Functional But In-Place (FBIP) is a diagnostic concept from Koka (Lorenzen, Leijen, et al., 2023). A function is FBIP if all of its allocation sites are covered by reuse — every Construct is paired with a Reset, meaning no net allocation occurs on the fast path.

Ori implements FBIP checking as a read-only diagnostic pass:

  • Achieved reuse: Reset/Reuse pairs successfully detected. Reports the source location, type, and constructor.
  • Missed reuse: RcDec and Construct of the same type exist in proximity but could not be paired. Reports the failure reason (intervening use, type mismatch, collection constructor).

Functions annotated with #fbip are verified by the check_fbip_enforcement() pass — if any allocation site is not covered by reuse, a diagnostic is emitted. Functions where all COW operations are provably StaticUnique are detected by is_auto_fbip() as automatically FBIP without annotation.

FBIP diagnostics are emitted with the ORI_DUMP_AFTER_ARC=1 flag.

Prior Art

Lean 4 (src/Lean/Compiler/IR/ExpandResetReuse.lean) is the direct inspiration. Lean pioneered the token-based reset/reuse pattern: Reset marks a value for potential reuse, Reuse constructs using the token’s memory, and expansion generates the IsShared conditional. Ori’s implementation follows Lean’s design closely, with additions for cross-block detection (Lean’s version is intra-block only), projection-increment erasure, self-set elimination, and collection recycling.

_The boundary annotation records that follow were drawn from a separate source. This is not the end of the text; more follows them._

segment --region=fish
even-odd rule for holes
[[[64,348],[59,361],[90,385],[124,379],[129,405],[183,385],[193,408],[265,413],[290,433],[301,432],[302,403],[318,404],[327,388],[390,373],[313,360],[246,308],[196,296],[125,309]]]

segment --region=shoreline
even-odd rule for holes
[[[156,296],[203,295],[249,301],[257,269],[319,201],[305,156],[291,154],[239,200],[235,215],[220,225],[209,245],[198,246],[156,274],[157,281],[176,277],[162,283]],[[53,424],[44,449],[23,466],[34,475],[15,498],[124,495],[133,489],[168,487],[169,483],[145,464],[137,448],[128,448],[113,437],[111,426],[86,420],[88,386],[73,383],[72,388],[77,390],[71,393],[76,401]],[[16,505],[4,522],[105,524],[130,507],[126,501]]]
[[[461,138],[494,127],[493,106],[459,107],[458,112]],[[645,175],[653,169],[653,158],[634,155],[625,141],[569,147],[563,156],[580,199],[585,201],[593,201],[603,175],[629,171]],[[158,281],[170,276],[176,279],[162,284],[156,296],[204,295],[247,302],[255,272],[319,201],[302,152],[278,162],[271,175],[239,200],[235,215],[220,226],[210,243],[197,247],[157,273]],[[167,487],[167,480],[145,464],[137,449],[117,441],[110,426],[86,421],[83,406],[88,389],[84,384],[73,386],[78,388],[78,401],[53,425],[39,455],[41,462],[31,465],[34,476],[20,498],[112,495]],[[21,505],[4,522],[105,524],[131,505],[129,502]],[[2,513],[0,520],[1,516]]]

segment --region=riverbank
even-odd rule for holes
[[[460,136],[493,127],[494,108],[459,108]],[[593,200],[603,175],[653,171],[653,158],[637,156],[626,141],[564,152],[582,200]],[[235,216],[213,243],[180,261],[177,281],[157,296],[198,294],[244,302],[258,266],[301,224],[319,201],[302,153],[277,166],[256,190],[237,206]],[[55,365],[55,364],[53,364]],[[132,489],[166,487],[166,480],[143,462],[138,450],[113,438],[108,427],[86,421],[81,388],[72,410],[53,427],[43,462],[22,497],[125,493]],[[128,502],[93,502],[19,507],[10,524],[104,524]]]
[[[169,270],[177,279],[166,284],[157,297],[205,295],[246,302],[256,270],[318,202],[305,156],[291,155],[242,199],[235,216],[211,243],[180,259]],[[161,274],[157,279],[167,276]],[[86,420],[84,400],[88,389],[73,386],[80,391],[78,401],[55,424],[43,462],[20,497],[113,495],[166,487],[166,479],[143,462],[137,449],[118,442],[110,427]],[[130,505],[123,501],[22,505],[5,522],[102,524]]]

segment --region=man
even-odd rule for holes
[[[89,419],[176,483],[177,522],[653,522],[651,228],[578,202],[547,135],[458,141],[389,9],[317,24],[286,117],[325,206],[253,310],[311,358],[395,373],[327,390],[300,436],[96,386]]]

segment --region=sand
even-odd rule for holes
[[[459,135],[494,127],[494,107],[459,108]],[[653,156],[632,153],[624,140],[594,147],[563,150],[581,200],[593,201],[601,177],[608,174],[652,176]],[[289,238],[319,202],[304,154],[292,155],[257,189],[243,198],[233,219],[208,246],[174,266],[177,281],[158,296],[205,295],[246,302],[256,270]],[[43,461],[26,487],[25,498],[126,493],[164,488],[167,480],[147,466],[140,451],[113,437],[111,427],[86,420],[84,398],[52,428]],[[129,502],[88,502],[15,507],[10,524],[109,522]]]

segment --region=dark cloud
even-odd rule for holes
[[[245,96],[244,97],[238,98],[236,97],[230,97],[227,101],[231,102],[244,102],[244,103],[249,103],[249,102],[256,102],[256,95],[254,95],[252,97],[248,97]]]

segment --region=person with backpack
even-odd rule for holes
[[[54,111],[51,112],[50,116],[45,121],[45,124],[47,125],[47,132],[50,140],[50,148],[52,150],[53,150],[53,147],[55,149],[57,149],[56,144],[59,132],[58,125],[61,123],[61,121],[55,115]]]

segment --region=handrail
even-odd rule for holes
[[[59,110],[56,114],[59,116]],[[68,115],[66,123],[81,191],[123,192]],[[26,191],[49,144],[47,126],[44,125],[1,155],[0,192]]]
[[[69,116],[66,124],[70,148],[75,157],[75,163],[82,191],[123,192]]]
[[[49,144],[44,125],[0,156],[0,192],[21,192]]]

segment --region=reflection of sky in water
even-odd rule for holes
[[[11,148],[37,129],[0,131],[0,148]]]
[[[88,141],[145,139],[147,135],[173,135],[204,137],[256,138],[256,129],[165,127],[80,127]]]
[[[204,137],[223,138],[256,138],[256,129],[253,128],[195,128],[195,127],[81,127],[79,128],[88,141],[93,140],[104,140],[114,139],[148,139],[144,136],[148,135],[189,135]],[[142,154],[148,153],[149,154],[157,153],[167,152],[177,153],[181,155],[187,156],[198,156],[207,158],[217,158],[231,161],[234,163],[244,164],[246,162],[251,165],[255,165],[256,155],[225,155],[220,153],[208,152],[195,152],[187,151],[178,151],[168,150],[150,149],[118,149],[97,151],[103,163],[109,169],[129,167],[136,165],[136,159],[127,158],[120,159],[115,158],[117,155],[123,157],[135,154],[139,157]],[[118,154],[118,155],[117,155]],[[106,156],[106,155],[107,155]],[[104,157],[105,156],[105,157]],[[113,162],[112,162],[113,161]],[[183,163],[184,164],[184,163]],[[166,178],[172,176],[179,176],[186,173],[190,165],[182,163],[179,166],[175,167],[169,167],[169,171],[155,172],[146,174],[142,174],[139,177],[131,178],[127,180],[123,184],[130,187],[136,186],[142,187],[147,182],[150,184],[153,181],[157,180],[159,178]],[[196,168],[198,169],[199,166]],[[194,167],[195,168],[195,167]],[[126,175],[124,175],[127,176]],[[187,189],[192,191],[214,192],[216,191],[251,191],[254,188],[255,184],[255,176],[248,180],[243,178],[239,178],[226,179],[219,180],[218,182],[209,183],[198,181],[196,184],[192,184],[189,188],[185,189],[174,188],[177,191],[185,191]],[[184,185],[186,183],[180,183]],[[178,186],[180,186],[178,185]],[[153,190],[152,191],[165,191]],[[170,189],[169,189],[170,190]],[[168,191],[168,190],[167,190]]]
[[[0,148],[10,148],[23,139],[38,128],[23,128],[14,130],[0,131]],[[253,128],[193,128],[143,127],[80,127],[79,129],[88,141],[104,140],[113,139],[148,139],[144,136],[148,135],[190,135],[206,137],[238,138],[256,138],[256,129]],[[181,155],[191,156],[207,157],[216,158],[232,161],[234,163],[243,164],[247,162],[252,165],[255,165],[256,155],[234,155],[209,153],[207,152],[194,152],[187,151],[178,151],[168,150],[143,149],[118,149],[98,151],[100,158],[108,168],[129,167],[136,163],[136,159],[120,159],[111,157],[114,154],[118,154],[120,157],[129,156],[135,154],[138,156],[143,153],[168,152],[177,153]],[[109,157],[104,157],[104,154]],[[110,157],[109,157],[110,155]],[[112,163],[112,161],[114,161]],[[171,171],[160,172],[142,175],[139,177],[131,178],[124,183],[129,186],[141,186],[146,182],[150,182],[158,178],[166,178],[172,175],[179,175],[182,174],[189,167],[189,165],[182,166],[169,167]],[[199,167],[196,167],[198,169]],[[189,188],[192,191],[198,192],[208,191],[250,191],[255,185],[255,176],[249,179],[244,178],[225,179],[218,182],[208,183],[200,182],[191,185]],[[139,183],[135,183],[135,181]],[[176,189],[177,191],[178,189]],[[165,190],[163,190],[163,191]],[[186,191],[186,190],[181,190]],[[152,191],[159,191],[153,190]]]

Koka and the Perceus paper formalize reuse as part of the Perceus framework and introduce the FBIP concept. Koka’s implementation focuses on proving that functional programs can achieve in-place mutation through careful reuse analysis. The FP2 paper (2023) extends this with fully in-place functional programming, where the compiler guarantees zero net allocation for qualifying functions.

Swift (lib/SILOptimizer/ARC/) uses a related but different optimization for COW containers: Swift’s isKnownUniquelyReferenced check enables in-place mutation of copy-on-write collections. This is a runtime check similar to Ori’s IsShared, but Swift applies it at the collection API level rather than at the constructor level.

Design Tradeoffs

Detection then expansion vs direct emission. Ori separates detection (producing Reset/Reuse intermediates) from expansion (lowering to IsShared + branches). The alternative — emitting the conditional structure directly during detection — would avoid the intermediate instructions but would make the detection pass much more complex (it would need to manage block splitting, phi nodes, and projection analysis simultaneously). The two-phase approach keeps each phase focused.

Conservative type matching. Reuse requires exact type equality, not structural compatibility. A Point { x: int, y: int } cannot be reused for a Vec2 { x: int, y: int } even though they have identical layout. This is conservative but safe — relaxing the constraint would require layout analysis that does not yet exist.

Collection exclusion. Collections are excluded from constructor-level reuse because their buffer size depends on capacity, not element count. A list with capacity 100 and length 3 cannot be reused for a list with capacity 4 and length 4. Collection recycling handles the buffer-level optimization separately.

Cross-block detection complexity. Cross-block reuse requires dominator and post-dominator trees plus refined liveness, adding significant complexity. The benefit — catching recursive patterns like list map — justifies this because recursive transformations are among the most allocation-intensive patterns in functional programs.